Part 4 provides for test purchasing to ascertain compliance with prohibitions on sales to children. It allows for children over the age of 15, with proper consent from their parents, to be employed as part of spot checks working with an inspector. Will the Minister of State elaborate on how this will work in practice, the level at which these children will be paid and how it will be ensured appropriate consent has been received from parents? All of these sections will require further scrutiny and we will come back on Committee Stage with amendments where we feel the Bill can and should be improved.
One simple amendment which should be standard practice is a requirement in the Bill for a review of the legislation. We have seen the usefulness of this requirement with a number of Acts. I will be moving an amendment to include an obligation to review the operation and effectiveness of the legislation after two years because, with any new licensing system, there may be challenges and we need to be sure the licensing system and the offences which prohibit the targeting of children are working as intended.
It would be especially important to review the effectiveness of the Bill in dealing with online sales. Section 8 attempts to deal with this by providing that the point of sale for the purposes of the Act shall be considered the location within the State from which the product is dispatched where the product has been sold outside of the State. I am conscious that online sales can be extremely difficult to regulate, especially where products are purchased outside of the State. However, the effectiveness of the provision seems questionable. I hope it works as intended. That is precisely why the Bill should have a mandatory review after two years. This will give time for the system to be set up and embedded and allow for a period of data collection to analyse the performance and operation of the legislation.

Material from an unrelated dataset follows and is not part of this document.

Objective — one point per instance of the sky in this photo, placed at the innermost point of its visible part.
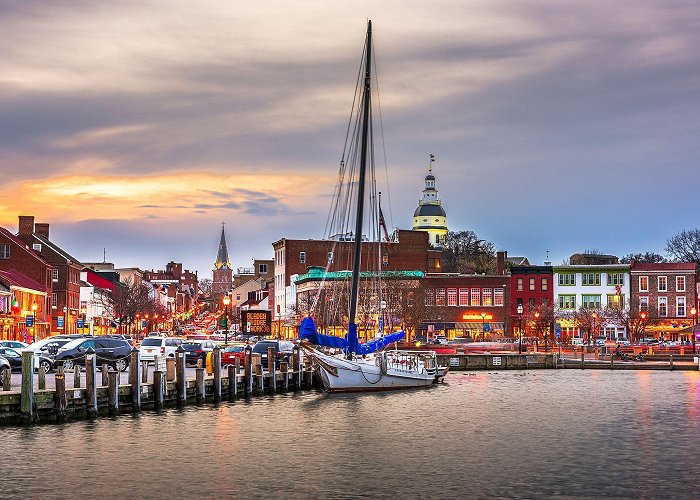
(137, 128)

Lastly, much more can and must be done outside of legislation to manage these issues. Information is key and the Ministers must ensure proper information is fully available but also accessible and widely distributed. That must include the harms and risks of smoking, the relative harms and risks associated with traditional methods compared with vaping, and an honest assessment of nicotine as an addictive and potentially harmful substance. It is essential that people who decide to smoke or vape are fully equipped with accurate information. It is the Government's responsibility to tackle misinformation and misperceptions about these problems. It is important also that we are being honest about the relative risks rather than relying on blanket statements that people may trust or believe. The nuanced differences between vaping and traditional methods are important. This is especially important for people who are who are considering vaping to stop smoking. We should help adults to make informed choices and make sure children do not have easy and legal access to addictive substances. The Bill goes some way to achieving these goals but there is a good deal of other work to do. For all of those reasons I will be supporting the Bill.